Le verdict rendu par la section compétente du Tribunal du Travail de Dakar consacre la victoire d’un collectif de travailleurs qui, lassé par des promesses non tenues et une précarité entretenue, avait décidé de porter l’affaire devant les tribunaux. Malgré une médiation initiale devant l’Inspection du Travail, où le DG Sidy Mbacké s’était engagé à régulariser la situation administrative et sociale de ses collaborateurs, la direction avait finalement fait marche arrière. Face à ce refus de respecter les engagements pris — notamment la signature de Contrats à Durée Indéterminée (CDI) et le versement des cotisations sociales (IPM, IPRES, Caisse de sécurité sociale) — les travailleurs ont sollicité l’expertise de la SCP Cissé & Kébé, représentée par Mes Mouhamadou Bamba Cissé et Khadim Kébé.
En premier lieu, le tribunal a confirmé sa pleine compétence et a requalifié les relations de travail en Contrats à Durée Indéterminée (CDI) pour l’ensemble des membres du collectif.

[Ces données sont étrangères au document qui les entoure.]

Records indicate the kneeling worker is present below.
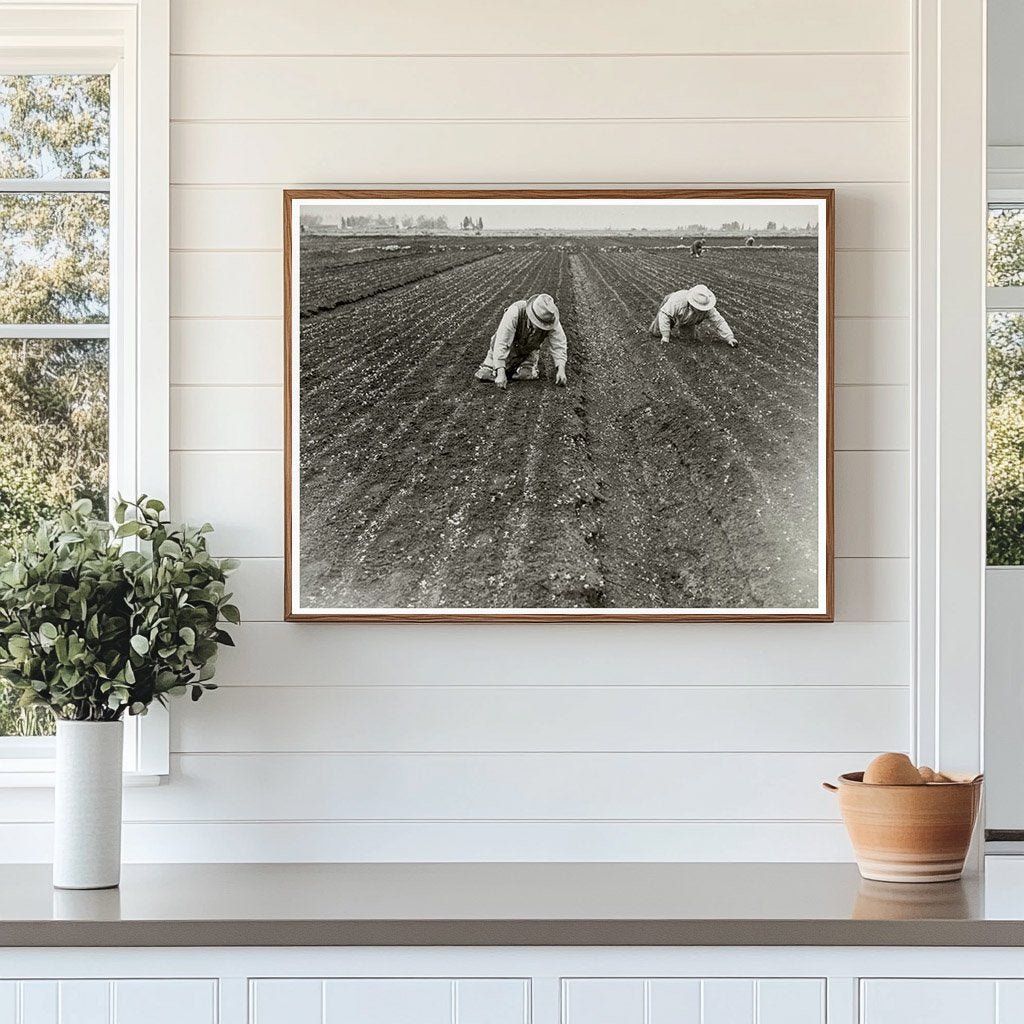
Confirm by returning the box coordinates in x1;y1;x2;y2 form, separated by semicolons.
648;284;738;349
475;293;567;390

Sur le plan financier, la facture est salée pour Senego. L’entreprise est condamnée à verser une somme globale avoisinant 9,5 millions de FCFA. Ce montant englobe concerne le rappel des congés non payés ; les primes d’ancienneté dues et des dommages et intérêts en réparation du préjudice subi par les employés.
Une obligation de régularisation sociale sous astreinte
Plus qu’une simple sanction financière, le tribunal exige une mise en conformité immédiate avec la législation sociale sénégalaise. Senego a désormais l’obligation formelle d’affilier ses employés aux institutions de prévoyance sociale. Pour garantir l’exécution de cette décision, le juge a assorti cette condamnation d’une astreinte de 10 000 FCFA par jour de retard.
Par ailleurs, conscient de l’urgence de la situation des travailleurs, le tribunal a ordonné une exécution provisoire partielle à hauteur de 1 284 500 FCFA par travailleur. Cette disposition permet aux employés de percevoir une partie des sommes dues sans attendre d’éventuels recours suspensifs.